对于pipelining，一个最简单的Model有5个Stage：

Instruction Fetch, Instruction Decode, Execution, Memory Access, Writeback

详细的介绍，请参见：http://www.cs.swan.ac.uk/~csandy/cs-323/notes/

Pipelining is a natural method of attempting to speed up program execution and the most common form of parallelism around. Its use in computers as a performance enhancing mechanism can be traced back to the late 50s/early 60s, which is remarkably close to the start of the computing era. Most current reasonably state-of-the-art machines are quite heavily pipelined. A common aim in processor design is to increase instruction level parallelism (ILP), though a more useful measure is Cycles per Instruction (CLI) – the lower the better.

The principle of a pipelined processor is that of the assembly line — many components are in different stages of construction at once. The stages of the assembly line are arranged so they all take the same amount of time, and once every time cycle, a new product drops off the end — which may have taken hours to progress from start to finish.

This is a critical point: the length of time an individual instruction takes to execute (latency) is irrelevant. What is important is the total throughput; the length of time a whole block of instructions takes to execute.

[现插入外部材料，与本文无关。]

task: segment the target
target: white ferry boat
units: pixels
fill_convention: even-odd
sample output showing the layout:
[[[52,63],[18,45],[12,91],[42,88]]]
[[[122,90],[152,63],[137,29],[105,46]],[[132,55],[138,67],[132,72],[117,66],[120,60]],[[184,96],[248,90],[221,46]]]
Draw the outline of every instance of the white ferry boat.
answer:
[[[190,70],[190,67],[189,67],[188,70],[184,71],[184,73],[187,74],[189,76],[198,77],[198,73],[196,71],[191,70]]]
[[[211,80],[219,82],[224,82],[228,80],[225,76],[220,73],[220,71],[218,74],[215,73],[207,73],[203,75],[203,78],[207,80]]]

In practice, an individual instruction is likely to take longer to execute, because of the overheads imposed by implementing pipelining.

现实中的处理器通常有更多的执行Stage，对于执行Stage的数目，这里有一个Trade-off between “执行效率”和”设计复杂度”。

Long pipelines increase Instruction Level Parallelism (ILP) ///// Short pipelines reduce the chance of dependency stalls, and reduce the number of times the pipeline is completely empty because of a branch ///// Each processor designer makes difference choices

概念9：Virtualization Topics

每个Processor拥有不同的优先级，different privilege levels；OS需要在较高Privilege Level上执行；——但是，在同一台Server上运行多个OS的时候，因为OS可以操作的Processor level高级，很可能会造成Security方面的冲突。这时候，利用VM软件，可以很好地控制每个“The VM’s “fix up” the guest operating systems, so they never run at the highest privilege level”，还有可以保证Security“AMD and Intel implement a higher privilege level (VMX Root), allowing solid security between the guest instances”，似乎是类似于Physical Isolation的效果。